Tokyo Temples: Jyomyoin Temple, Tokyo
Jyomyoin Temple 浄名院
Jyomyoin is known for its thousands of statues of Jizo (地蔵) - the guardian of travelers, young children and the weak. There are said to be 84,000 Jizo statues in the temple (84,000 meaning an "infinite number" though in fact there are around 25,000).
Jyomyoin Temple dates from 1666 when it was the house of a priest from nearby Kaneiji Temple, the Kanto headquarters of the influential Tendai school of Buddhism.
Later on in the Edo Period Jyomyoin became a temple in its own right and the main gate was added in 1723. It was in the early Meiji Period in 1876 that the Jizo became the main focus of worship and the collection of statues dramatically increased.
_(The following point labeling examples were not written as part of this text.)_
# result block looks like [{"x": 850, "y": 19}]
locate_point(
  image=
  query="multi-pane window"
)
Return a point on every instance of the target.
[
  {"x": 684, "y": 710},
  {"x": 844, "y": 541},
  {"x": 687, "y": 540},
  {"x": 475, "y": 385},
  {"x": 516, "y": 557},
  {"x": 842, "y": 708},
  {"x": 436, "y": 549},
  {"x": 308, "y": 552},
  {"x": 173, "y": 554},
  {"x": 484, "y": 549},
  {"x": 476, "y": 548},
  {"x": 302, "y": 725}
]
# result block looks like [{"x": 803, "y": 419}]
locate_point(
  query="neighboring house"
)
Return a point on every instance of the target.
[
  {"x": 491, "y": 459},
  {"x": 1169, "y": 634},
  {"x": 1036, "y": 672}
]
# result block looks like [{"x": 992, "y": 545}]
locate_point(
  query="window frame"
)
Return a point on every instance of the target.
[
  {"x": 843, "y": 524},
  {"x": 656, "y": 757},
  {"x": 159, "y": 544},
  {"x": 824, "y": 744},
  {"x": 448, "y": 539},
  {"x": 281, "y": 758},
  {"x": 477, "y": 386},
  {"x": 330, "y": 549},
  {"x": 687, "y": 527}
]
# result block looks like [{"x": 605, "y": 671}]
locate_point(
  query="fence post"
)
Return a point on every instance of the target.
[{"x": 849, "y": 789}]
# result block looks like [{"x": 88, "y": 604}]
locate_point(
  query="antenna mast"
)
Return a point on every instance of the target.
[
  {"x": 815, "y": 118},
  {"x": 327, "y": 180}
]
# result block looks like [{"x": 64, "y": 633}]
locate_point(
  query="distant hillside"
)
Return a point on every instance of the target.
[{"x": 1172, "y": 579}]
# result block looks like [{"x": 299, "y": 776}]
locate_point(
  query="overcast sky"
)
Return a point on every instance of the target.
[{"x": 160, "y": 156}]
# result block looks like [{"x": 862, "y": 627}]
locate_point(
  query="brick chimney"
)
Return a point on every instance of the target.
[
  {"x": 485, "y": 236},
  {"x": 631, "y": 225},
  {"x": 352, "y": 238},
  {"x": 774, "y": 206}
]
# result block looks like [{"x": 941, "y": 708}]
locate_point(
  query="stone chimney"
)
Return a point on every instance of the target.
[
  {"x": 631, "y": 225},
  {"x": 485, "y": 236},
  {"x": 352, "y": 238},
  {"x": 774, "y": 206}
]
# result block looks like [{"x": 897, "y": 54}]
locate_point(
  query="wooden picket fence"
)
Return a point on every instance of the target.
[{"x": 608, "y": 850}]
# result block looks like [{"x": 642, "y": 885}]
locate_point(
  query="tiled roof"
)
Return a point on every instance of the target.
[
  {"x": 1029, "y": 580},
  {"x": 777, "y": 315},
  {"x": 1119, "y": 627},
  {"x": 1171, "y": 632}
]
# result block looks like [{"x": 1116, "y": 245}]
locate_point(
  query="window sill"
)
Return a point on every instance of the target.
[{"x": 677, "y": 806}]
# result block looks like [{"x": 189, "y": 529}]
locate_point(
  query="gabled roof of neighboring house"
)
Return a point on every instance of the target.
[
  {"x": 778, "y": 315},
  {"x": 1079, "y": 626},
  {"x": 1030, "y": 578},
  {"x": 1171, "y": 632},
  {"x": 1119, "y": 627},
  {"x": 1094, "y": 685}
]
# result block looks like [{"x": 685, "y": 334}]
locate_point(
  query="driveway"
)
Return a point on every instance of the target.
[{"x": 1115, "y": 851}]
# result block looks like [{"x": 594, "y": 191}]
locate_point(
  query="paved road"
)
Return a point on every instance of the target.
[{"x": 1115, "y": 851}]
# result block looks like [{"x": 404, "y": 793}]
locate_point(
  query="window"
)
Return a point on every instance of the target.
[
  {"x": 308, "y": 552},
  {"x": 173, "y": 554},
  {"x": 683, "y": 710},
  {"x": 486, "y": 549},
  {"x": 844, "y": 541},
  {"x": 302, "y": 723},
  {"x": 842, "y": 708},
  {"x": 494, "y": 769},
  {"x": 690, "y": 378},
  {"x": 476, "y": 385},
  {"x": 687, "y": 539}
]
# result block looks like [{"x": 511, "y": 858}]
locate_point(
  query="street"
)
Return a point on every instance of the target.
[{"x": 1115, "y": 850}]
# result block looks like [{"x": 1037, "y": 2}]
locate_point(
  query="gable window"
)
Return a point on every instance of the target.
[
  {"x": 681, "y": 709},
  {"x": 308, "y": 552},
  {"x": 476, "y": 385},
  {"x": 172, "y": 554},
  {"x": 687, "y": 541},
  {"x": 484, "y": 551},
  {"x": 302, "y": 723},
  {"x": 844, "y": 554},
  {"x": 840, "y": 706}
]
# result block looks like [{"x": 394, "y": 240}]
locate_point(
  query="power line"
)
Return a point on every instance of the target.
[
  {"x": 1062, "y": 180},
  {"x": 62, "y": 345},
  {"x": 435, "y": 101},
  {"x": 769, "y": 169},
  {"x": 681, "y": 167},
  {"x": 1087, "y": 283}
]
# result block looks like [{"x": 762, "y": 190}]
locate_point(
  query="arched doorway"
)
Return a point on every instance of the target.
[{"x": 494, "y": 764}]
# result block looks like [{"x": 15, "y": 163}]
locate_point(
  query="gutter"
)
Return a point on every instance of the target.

The large bronze image of Jizo in the temple grounds dates from 1906 and is dedicated to those who fell in the Russo-Japanese War of 1904-1905).
Jyomyoin features in the 2009 film version of Norwegian Wood by Vietnamese director Tran Ahn Hung based on the novel by Haruki Murakami.
The Hechima Kuyo dedicated to the sponge cucumber (luffa) was a festival once held on August 15 and believed to be of aid to people with respiratory problems. In 2016, the festival took place on September 15.
Jyomyoin Temple Tokyo Hours
Jyomyoin Temple (in Japanese)
2-6-4 Ueno Sakuragi, Taito-ku, Tokyo 110-0002
Tel: 03 3828 2791
Jyomyoin is close to both Nippori Station and Uguisudani Station on the Yamanote Line or 15 minutes from Nezu Station on the Tokyo Metro Chiyoda Line. Nippori Station is also on the Joban Line, Keihin-Tohoku Line, Keisei Line and the Nippori-Toneri Liner.
The Tozai Megurin bus also runs to the nearby Shitamachi Museum Annex (Former Yoshidaya Liquor Store).